Implement a new feature

> I want to add a new observation functor that returns the end-effector velocity.
  Which existing functor should I model it after?
> /add-functor

Validate style and formatting before submitting

> Review my changes in embodichain/lab/gym/envs/managers/randomization/visual.py
  for style issues, missing type hints, and docstring completeness.
> /pre-commit-check

Write or update tests

> /add-test

Understand a bug

> I'm getting a KeyError in observation_manager.py at line 42 when env_ids is None.
  What could cause this and how should it be fixed?

Create a pull request

After you've made your changes and committed them:

> /pr

The /pr skill will guide you through checking git state, determining the PR type, drafting a description, running formatting, and creating the PR with proper labels.

Tips

  • Always run /pre-commit-check after making changes — it catches the same issues the CI pipeline checks.
  • Claude Code respects the CLAUDE.md conventions.

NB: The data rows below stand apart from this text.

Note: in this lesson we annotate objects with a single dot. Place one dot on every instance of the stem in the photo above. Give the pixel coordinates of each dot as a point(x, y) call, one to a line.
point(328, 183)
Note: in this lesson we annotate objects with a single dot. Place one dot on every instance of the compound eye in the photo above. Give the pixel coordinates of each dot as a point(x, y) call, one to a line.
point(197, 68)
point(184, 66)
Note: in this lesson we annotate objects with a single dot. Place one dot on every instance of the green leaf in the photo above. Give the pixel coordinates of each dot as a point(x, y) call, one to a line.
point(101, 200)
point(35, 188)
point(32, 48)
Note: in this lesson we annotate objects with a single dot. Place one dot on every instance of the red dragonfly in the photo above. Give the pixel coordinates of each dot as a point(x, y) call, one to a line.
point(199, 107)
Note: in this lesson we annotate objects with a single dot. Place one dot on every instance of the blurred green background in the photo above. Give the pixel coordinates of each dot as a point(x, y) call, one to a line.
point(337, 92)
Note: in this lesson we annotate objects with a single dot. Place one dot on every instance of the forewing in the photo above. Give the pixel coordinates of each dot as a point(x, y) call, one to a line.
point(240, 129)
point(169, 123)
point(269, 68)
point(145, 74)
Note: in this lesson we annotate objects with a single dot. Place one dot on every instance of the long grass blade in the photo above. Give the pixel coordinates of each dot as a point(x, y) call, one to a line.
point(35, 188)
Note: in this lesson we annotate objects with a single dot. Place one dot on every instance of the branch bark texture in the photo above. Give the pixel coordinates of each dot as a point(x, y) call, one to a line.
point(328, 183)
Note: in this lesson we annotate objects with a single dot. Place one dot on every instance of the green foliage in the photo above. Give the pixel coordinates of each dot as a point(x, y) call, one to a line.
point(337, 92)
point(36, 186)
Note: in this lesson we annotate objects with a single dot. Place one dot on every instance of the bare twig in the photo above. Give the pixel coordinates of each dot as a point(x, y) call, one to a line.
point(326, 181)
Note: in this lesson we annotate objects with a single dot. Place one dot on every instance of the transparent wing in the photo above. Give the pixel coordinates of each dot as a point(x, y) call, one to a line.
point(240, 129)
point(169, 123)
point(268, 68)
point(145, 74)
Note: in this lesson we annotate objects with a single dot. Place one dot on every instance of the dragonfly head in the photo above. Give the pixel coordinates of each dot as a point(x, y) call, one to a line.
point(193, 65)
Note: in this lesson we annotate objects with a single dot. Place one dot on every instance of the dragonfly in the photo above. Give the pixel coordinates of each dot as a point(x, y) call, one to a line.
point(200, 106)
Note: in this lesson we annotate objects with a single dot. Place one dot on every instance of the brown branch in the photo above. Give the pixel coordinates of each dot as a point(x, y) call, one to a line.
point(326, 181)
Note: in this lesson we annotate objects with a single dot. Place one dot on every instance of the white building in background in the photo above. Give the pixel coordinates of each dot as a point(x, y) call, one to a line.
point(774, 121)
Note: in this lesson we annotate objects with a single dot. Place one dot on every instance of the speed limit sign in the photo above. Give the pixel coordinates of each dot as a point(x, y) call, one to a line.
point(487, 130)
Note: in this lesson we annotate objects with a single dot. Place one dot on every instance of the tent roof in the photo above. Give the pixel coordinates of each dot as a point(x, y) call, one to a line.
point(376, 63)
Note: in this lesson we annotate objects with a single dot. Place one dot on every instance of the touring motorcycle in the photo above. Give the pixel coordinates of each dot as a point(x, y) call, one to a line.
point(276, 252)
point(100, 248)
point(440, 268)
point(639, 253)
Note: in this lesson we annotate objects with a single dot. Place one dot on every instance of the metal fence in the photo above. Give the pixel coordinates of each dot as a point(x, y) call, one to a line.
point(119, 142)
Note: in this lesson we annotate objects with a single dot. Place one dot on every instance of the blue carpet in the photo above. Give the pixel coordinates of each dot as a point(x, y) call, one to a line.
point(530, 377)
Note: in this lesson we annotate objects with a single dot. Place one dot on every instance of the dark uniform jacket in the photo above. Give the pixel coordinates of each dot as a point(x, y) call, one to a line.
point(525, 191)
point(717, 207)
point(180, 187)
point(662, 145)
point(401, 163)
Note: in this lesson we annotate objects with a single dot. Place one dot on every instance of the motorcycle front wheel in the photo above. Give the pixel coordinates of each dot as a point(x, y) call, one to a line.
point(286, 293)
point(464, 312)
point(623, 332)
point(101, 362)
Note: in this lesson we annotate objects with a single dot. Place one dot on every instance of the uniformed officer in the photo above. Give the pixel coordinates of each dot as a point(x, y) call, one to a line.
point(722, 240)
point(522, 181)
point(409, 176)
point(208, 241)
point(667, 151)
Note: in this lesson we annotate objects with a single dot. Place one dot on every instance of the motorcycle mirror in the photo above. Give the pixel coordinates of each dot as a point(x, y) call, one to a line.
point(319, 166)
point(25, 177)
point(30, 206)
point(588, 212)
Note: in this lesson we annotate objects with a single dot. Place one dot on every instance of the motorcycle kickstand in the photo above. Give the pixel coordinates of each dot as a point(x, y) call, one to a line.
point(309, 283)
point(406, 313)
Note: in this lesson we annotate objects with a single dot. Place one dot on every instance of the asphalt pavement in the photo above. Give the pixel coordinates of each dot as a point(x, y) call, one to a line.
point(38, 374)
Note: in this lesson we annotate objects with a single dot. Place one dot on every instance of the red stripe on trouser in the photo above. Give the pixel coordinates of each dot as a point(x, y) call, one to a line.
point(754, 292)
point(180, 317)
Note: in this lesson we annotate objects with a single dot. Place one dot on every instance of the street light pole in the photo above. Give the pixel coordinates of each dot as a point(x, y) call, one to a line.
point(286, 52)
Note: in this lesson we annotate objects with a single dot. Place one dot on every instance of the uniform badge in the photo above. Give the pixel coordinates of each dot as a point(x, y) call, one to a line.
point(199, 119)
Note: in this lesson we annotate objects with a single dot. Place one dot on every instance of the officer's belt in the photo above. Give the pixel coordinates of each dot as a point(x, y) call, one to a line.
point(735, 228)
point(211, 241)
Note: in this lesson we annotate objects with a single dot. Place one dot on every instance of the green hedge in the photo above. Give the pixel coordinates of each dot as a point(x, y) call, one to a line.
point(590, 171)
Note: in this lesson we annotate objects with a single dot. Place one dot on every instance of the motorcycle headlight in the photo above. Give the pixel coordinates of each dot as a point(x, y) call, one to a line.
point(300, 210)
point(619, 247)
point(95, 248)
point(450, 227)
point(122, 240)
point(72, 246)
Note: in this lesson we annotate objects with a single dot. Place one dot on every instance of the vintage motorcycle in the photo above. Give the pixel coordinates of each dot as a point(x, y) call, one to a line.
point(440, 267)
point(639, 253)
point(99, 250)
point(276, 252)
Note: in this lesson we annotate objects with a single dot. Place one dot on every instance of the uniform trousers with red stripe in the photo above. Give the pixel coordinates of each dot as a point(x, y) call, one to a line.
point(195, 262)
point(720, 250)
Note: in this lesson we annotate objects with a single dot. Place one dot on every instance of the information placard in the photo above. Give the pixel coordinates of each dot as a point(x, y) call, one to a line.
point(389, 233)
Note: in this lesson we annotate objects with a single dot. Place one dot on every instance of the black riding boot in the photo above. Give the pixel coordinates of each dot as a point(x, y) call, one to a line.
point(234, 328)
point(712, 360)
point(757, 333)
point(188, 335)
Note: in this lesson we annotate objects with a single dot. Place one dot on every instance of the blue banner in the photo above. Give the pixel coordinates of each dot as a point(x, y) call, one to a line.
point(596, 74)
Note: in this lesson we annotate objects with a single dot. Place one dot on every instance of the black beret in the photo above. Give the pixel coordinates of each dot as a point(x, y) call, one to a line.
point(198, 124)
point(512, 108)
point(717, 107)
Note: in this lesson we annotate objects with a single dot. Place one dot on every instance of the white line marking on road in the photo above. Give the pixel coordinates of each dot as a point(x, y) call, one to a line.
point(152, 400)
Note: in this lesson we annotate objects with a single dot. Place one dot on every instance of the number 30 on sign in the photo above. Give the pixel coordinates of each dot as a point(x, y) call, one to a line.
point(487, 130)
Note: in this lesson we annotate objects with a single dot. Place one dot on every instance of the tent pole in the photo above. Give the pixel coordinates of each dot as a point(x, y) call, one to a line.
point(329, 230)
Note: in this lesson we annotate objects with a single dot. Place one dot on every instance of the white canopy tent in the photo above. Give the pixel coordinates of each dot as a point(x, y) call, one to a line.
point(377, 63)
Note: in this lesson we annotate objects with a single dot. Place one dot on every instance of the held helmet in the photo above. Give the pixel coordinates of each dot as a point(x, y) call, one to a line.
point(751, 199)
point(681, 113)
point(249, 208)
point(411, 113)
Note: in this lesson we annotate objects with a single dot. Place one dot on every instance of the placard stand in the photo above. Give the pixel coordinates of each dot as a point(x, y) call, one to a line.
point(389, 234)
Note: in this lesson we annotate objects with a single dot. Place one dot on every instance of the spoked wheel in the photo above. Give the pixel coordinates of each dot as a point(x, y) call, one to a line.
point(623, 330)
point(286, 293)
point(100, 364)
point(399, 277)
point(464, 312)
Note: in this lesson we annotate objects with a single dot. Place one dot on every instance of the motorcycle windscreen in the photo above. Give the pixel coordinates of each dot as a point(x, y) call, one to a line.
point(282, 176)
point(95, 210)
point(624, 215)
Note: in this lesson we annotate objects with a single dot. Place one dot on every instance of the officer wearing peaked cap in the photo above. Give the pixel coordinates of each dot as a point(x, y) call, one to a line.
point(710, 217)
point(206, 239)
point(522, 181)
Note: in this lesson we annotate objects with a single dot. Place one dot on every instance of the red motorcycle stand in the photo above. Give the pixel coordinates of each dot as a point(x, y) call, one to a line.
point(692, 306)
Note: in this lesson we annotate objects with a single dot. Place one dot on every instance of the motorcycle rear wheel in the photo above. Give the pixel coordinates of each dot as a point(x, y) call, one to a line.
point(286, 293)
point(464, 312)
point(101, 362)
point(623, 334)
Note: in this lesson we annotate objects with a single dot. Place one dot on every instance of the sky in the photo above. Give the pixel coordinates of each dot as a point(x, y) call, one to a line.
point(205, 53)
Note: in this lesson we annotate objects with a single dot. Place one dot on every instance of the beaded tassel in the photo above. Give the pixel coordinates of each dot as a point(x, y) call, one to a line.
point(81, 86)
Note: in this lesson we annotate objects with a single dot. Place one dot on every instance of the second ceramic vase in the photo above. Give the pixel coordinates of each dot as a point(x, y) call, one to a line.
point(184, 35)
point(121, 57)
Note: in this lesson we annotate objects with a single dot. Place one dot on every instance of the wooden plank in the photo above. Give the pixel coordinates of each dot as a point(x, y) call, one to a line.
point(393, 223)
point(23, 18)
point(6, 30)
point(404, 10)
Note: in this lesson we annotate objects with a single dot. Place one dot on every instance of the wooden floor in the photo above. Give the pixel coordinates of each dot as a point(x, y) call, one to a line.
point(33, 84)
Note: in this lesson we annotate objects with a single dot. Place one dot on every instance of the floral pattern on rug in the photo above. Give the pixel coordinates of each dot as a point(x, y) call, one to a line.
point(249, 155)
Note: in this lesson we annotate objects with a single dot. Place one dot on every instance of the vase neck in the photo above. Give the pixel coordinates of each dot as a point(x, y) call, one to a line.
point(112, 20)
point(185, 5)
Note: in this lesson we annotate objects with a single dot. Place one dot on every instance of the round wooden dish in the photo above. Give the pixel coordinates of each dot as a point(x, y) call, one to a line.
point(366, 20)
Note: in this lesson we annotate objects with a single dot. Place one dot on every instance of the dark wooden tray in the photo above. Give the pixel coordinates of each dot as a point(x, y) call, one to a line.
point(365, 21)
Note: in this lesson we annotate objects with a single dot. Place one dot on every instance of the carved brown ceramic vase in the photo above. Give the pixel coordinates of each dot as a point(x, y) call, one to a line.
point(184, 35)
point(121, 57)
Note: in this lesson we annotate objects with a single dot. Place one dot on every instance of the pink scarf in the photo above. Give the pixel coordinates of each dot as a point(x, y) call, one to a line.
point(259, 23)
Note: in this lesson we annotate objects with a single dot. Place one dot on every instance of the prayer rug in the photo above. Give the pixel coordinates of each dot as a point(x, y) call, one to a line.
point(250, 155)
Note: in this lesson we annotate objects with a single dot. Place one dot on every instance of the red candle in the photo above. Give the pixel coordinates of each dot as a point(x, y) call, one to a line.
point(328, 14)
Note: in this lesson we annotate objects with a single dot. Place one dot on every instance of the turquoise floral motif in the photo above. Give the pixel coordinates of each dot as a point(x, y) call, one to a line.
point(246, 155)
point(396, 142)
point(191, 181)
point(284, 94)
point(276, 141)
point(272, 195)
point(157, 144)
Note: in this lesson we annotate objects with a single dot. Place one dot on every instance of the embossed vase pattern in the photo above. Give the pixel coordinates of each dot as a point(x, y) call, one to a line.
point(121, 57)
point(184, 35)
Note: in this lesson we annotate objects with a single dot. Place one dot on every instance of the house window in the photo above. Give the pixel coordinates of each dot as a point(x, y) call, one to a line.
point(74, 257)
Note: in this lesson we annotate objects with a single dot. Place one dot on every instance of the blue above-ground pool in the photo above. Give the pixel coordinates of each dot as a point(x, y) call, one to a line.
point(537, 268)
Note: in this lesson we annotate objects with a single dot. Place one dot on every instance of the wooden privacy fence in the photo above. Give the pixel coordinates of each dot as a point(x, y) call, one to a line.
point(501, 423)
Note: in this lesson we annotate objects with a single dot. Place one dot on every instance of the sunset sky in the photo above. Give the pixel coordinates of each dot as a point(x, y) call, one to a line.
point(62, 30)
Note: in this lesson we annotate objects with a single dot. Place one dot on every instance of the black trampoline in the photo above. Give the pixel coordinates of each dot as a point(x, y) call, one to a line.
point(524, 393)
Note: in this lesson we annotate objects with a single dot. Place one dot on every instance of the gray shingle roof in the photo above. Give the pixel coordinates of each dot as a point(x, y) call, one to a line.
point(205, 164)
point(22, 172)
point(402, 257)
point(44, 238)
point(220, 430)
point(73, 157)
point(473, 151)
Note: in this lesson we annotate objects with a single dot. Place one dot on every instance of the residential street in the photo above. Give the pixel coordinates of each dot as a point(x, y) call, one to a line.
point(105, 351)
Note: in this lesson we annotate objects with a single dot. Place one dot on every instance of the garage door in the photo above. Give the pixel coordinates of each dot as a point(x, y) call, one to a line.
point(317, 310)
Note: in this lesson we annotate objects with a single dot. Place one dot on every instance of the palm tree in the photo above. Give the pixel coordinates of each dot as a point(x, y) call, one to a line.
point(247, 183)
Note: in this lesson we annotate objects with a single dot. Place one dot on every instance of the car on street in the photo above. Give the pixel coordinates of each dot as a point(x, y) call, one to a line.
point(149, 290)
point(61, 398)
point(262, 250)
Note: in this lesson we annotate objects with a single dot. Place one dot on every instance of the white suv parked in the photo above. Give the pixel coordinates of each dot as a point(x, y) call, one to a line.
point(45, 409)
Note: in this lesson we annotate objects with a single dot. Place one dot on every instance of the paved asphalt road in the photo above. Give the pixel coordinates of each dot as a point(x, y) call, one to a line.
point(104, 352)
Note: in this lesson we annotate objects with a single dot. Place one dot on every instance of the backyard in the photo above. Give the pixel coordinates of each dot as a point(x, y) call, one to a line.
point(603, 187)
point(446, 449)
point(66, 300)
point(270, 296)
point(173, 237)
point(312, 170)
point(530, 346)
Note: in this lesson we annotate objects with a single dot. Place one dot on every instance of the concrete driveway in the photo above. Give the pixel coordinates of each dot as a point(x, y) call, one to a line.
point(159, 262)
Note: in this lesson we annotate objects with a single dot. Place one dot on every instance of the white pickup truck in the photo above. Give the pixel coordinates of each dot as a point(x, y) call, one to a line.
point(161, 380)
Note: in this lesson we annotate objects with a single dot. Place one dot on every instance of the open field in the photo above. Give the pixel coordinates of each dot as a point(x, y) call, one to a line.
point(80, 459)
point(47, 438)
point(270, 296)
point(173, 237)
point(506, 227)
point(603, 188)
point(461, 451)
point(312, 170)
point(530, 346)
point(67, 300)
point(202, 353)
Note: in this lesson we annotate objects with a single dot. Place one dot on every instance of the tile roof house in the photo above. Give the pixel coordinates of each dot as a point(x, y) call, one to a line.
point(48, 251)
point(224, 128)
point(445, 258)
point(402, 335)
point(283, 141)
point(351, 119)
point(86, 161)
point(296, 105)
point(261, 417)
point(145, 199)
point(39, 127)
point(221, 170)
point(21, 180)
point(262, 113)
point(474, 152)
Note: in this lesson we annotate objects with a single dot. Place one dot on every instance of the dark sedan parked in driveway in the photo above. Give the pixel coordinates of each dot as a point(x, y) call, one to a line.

If you notice it deviating (wrong docstring style, missing __all__, etc.), point it out and it will correct the output.
  • For large features, break the work into small, focused tasks and handle them one at a time using the appropriate skill for each step.
  • If you add a new skill to .claude/skills/, make sure to also add it to the Skills table and "When to use each skill" list in this document so contributors can discover it.